I started with the calamari, which was served in a bamboo basket with a Japanese soup spoon full of aioli. The calamari was cooked nicely, but was largely devoid of any flavour in the batter, instead relying on the fairly rich dipping sauce to give it a bit of oomph.

We also had the liver pate, served with bread and a leafy salad.

The pate, looking more like bland paste, wasn’t very nice at all.  The presentation was horrible, and the ‘bread’ was nothing more than white bread with the crusts cut off. The sort of bread you can get in any random corner shop.  I was not a fan.

Luck turned with my main, a lovely seabass served over fennel and oranges.

The skin was crispy while the fish oh-so-tender. The fennel and orange gave it a nice summer freshness that meant I did not feel overstuffed after eating it.  I couldn’t have had any more or any less.

The fish and chips, however, were, like the calamari tasteless and overly greasy. The chips/fries were so overdone you couldn’t even tell they used to be potatoes.  The mushy peas (also served in a soup spoon) went largely untouched, due to the worst combination of no taste up front and a weird aftertaste.

I should have listened to others on this one.  The whole bill came to around £90 including 1 glass of wine, 1 beer and service (luckily I had a voucher or else I’d be hopping mad). I’d say it would be a good atmosphere to go have drinks at, but really, no amount of nice decor would make it worth it.

Beach Blanket Babylon on Urbanspoon

Bejoy Tandoori – Bounds Green

There’s a place – a little, unassuming Indian restaurant in Bounds Green (an area in London which I’ve found most people have never heard of. Hint: one stop north of Wood Geen on the Piccadilly line).

The boy lives way up there, and sometimes as a treat after sharing a bottle of wine at the pub down the road, we’ll grab a Saturday night curry.
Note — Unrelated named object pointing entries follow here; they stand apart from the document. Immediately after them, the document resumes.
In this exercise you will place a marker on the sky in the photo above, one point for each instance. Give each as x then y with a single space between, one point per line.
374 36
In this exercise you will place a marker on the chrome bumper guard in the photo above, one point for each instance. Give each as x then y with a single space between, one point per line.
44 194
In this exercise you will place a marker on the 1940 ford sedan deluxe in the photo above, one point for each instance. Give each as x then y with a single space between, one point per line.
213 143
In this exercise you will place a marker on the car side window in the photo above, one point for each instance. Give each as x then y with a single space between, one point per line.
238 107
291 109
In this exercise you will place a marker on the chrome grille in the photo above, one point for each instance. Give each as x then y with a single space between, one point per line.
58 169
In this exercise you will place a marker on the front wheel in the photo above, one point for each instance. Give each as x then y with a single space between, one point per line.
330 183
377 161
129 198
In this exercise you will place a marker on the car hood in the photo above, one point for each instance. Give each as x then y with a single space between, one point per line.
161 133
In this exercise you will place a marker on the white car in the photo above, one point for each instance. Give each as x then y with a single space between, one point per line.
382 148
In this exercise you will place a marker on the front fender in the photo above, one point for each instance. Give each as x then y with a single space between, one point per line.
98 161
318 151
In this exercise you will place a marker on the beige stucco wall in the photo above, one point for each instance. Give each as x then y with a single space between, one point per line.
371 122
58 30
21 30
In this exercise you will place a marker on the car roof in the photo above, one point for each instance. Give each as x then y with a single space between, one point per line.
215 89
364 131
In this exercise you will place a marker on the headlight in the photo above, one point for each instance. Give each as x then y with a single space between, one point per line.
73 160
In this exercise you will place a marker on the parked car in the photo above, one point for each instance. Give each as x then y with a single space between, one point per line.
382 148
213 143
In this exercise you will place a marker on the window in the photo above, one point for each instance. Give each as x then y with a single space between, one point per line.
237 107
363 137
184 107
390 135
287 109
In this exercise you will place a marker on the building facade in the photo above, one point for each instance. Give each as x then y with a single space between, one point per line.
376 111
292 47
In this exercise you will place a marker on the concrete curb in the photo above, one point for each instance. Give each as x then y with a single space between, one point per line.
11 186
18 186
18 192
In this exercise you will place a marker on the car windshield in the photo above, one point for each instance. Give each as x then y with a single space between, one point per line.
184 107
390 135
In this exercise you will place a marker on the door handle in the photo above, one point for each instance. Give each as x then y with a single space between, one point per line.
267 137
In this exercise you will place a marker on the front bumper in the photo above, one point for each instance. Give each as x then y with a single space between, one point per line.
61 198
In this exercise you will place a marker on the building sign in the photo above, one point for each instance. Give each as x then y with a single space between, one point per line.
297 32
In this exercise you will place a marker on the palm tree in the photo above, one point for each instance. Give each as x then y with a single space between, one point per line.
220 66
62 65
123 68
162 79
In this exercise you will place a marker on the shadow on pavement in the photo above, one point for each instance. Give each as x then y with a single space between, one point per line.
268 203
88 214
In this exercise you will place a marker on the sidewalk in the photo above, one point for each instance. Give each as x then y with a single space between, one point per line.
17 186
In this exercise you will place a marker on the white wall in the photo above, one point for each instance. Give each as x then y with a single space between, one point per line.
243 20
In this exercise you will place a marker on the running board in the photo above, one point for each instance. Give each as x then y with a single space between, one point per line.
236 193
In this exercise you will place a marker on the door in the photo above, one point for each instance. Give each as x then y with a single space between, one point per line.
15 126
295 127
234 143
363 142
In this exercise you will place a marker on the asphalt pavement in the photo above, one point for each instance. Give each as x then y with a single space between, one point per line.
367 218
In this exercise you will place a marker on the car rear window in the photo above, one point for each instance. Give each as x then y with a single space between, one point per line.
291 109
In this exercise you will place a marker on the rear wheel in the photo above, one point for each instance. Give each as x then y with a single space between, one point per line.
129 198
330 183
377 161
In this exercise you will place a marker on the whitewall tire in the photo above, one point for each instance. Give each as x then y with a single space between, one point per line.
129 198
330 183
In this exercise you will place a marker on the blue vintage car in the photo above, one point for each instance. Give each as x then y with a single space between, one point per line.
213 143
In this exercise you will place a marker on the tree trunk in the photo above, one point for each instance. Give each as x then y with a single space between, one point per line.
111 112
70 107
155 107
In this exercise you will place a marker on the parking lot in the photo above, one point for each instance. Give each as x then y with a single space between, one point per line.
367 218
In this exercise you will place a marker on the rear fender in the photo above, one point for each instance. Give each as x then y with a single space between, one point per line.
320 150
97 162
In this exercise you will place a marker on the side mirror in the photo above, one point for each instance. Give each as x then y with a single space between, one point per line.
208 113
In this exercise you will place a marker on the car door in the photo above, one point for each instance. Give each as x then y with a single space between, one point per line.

It’s never busy inside, but their takeaway business is hopping, so I think they do well.  The owners and servers (likely family and friends) are sweet and attentive; the food is cheap (we eat like kings and the bill is usually under £30 for the two of us including wine); and everything is delicious.

I don’t take pictures every time I’m there because if there’s one thing they lack on, it’s presentation – and really, there’s no point in me telling you how good the Lamb Dahl and Saag Paneer is (it just is). Just saying, if you ever find yourself so far north you think you might just be in Scotland, check out Bejoy Tandoori. It’s lovely.

P.S. Apologies for the long break in posting. I was off in lovely Barcelona for the Bank Holiday week. Had a lovely time, but didn’t eat anything of particular brilliance apart from Japanese and pizza (which of course, are soo not Catalan cuisine).  Ah well – can’t win ’em all.